Frederick County Public Schools custodial and maintenance/operations staff, as well as contractors, were joined by school administrators and teachers in an intensive weekend clean-up effort.  In addition to wet-vacuuming and dehumidifying, the job entailed repairs in areas where the water damaged interior walls. Classroom supplies, textbooks, furnishings and equipment also had to be relocated to dry ground.

“The energy and commitment that went into the task were impressive,” said Dr. Terry Alban, FCPS superintendent, who visited the building Sunday morning. “Everyone was focused and united in striving to minimize damage and ensure that learning could take place again as soon and as safely as possible.”

Damage estimates are not yet available, according to Ray Barnes, executive director of facilities services for FCPS.

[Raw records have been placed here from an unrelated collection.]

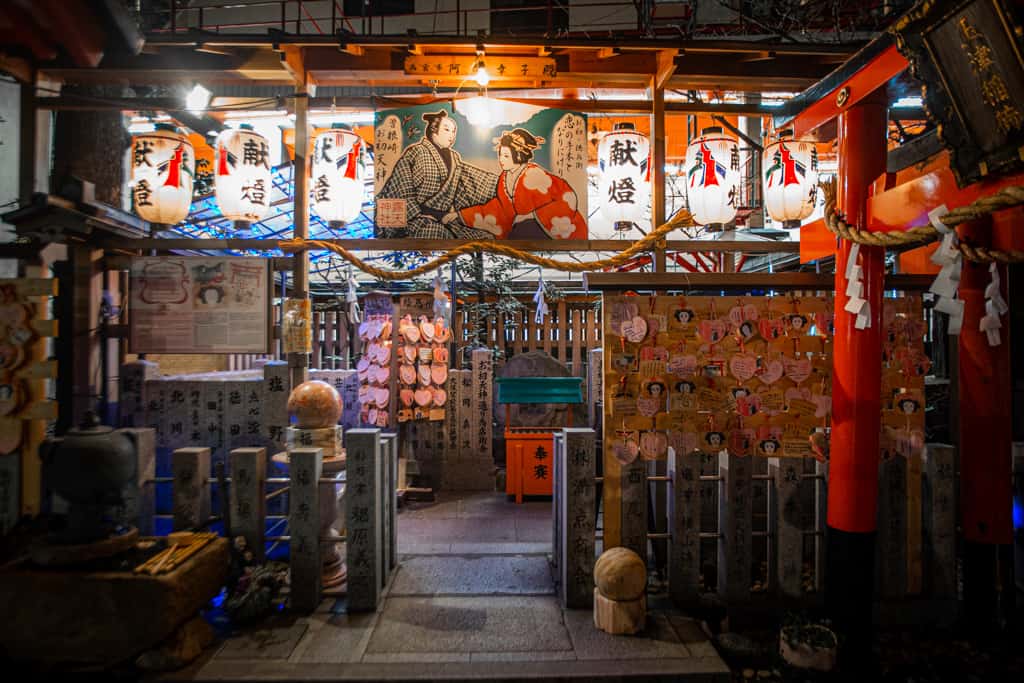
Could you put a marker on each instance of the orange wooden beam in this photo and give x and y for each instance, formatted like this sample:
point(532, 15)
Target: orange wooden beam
point(875, 73)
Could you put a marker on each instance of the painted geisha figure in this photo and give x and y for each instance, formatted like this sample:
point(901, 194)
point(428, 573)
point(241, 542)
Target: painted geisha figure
point(433, 180)
point(529, 202)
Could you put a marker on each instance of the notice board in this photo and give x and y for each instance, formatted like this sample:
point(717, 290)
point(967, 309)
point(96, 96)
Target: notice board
point(200, 304)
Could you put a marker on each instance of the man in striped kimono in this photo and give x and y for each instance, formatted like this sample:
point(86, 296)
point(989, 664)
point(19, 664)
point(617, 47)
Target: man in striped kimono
point(434, 181)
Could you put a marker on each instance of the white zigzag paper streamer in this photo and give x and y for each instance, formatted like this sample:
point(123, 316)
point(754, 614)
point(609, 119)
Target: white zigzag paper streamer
point(542, 305)
point(946, 283)
point(856, 303)
point(995, 306)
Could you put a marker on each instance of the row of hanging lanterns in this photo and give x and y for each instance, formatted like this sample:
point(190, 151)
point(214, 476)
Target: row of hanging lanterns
point(163, 169)
point(713, 177)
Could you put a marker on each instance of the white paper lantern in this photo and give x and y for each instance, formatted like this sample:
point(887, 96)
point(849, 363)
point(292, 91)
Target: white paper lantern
point(163, 166)
point(713, 177)
point(624, 162)
point(242, 178)
point(338, 175)
point(791, 178)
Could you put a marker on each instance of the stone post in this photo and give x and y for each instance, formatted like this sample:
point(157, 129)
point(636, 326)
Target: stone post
point(249, 497)
point(363, 518)
point(576, 464)
point(684, 524)
point(304, 523)
point(735, 510)
point(190, 469)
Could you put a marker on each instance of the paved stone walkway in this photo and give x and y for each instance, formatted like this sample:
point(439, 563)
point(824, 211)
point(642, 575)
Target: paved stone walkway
point(473, 599)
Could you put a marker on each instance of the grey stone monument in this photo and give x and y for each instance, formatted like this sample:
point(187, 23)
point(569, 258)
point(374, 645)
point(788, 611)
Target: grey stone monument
point(576, 466)
point(735, 509)
point(249, 497)
point(785, 472)
point(190, 469)
point(364, 518)
point(684, 524)
point(306, 466)
point(939, 503)
point(891, 555)
point(634, 493)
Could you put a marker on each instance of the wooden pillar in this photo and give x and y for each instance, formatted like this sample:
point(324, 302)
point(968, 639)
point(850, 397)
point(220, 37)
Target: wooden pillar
point(853, 483)
point(299, 363)
point(84, 364)
point(657, 161)
point(985, 431)
point(27, 143)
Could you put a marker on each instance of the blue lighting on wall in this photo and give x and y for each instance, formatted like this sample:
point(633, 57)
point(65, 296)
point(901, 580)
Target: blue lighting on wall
point(205, 220)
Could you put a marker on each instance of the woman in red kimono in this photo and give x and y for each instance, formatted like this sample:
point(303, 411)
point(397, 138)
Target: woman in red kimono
point(529, 203)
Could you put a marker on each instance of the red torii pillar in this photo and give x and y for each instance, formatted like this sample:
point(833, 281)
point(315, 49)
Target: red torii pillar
point(985, 435)
point(853, 467)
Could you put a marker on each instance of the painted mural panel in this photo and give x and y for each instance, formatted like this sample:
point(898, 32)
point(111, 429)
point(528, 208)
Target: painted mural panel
point(443, 171)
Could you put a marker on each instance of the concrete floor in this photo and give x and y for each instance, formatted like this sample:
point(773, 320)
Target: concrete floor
point(473, 599)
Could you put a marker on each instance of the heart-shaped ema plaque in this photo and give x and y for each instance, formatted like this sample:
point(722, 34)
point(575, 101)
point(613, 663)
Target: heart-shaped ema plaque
point(743, 367)
point(653, 445)
point(797, 370)
point(634, 330)
point(626, 451)
point(713, 331)
point(771, 372)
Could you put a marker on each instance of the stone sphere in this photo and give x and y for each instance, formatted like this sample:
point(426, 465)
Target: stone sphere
point(621, 574)
point(314, 404)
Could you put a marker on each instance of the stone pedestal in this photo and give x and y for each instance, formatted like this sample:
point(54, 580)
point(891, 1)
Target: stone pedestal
point(328, 439)
point(620, 616)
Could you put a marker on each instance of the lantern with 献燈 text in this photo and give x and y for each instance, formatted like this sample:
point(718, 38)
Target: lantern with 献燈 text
point(242, 175)
point(163, 166)
point(338, 175)
point(791, 179)
point(624, 162)
point(713, 177)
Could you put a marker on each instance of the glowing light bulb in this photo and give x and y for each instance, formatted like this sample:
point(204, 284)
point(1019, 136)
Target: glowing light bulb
point(198, 99)
point(482, 77)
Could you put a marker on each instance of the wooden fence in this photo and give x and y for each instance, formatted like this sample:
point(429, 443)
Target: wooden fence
point(571, 328)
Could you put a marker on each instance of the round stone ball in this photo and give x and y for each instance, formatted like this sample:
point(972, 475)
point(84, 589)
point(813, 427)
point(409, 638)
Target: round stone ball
point(314, 404)
point(621, 574)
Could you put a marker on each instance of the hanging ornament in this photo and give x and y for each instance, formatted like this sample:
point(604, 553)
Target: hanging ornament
point(713, 177)
point(791, 179)
point(542, 305)
point(624, 162)
point(163, 167)
point(338, 173)
point(946, 284)
point(856, 303)
point(242, 180)
point(352, 299)
point(441, 306)
point(995, 306)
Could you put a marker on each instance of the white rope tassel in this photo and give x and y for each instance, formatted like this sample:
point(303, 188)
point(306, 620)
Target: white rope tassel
point(441, 306)
point(542, 305)
point(995, 306)
point(946, 284)
point(354, 314)
point(856, 303)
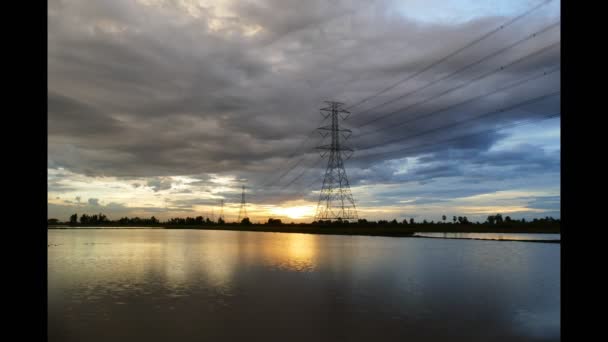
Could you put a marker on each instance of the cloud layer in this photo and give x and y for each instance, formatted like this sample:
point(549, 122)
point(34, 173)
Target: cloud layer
point(142, 92)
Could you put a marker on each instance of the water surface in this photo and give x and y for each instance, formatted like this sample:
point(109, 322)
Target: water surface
point(495, 236)
point(201, 285)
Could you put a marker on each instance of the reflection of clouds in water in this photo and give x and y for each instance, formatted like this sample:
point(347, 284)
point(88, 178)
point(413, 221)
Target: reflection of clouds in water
point(218, 262)
point(538, 324)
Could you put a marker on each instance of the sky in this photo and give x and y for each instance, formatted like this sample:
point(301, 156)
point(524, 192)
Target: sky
point(164, 108)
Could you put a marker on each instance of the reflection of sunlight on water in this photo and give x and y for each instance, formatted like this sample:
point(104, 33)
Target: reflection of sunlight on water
point(296, 252)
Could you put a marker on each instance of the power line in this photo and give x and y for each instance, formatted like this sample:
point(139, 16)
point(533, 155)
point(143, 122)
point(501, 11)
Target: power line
point(463, 85)
point(536, 99)
point(496, 53)
point(424, 146)
point(484, 36)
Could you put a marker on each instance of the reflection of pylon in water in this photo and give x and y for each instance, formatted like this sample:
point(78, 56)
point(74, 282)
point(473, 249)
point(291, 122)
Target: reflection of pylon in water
point(243, 210)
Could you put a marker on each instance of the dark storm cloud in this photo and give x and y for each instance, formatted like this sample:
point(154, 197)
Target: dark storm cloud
point(159, 184)
point(151, 91)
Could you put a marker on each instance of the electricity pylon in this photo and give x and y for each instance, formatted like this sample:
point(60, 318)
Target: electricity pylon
point(336, 200)
point(221, 217)
point(243, 210)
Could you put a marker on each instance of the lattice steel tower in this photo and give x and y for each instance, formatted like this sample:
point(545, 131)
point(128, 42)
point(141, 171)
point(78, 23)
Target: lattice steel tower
point(221, 217)
point(335, 201)
point(243, 210)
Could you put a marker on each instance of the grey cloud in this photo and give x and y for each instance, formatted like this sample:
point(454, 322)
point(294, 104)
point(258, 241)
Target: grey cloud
point(165, 95)
point(159, 184)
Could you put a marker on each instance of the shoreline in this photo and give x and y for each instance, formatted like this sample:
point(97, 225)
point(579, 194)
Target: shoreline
point(374, 230)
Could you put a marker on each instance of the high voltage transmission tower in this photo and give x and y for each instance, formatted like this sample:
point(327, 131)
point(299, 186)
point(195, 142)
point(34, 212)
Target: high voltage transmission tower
point(221, 217)
point(243, 209)
point(335, 201)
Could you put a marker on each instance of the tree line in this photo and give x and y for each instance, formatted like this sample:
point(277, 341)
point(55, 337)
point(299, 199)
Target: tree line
point(101, 219)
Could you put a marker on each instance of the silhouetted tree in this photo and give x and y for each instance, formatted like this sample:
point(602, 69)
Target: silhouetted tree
point(74, 219)
point(491, 219)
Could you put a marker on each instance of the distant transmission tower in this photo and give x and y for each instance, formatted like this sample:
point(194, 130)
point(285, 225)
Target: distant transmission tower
point(221, 211)
point(243, 210)
point(335, 201)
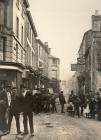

Free Senior Citizen Admission to FCPS Events with ID

Frederick County Public Schools opens school doors wide to senior citizens. 

New this school year, guests age 60 or older no longer need to display a Sunshine Card for free admission to FCPS events. Senior citizens are entitled to free admission, on a space-available basis, to FCPS-sponsored events such as concerts, plays and athletic competitions when they display their regular ID as proof of age. As before, high school graduations and state-sponsored athletic playoffs are not included.

“We want to send a clear message that FCPS welcomes senior citizens as valuable members of our community. We trust that discontinuing the need to carry a Sunshine Card will make visits to school events a little more convenient,” said Marita Loose, executive director of FCPS communication services. “We aim to make sure all sectors of the public are involved in public education.”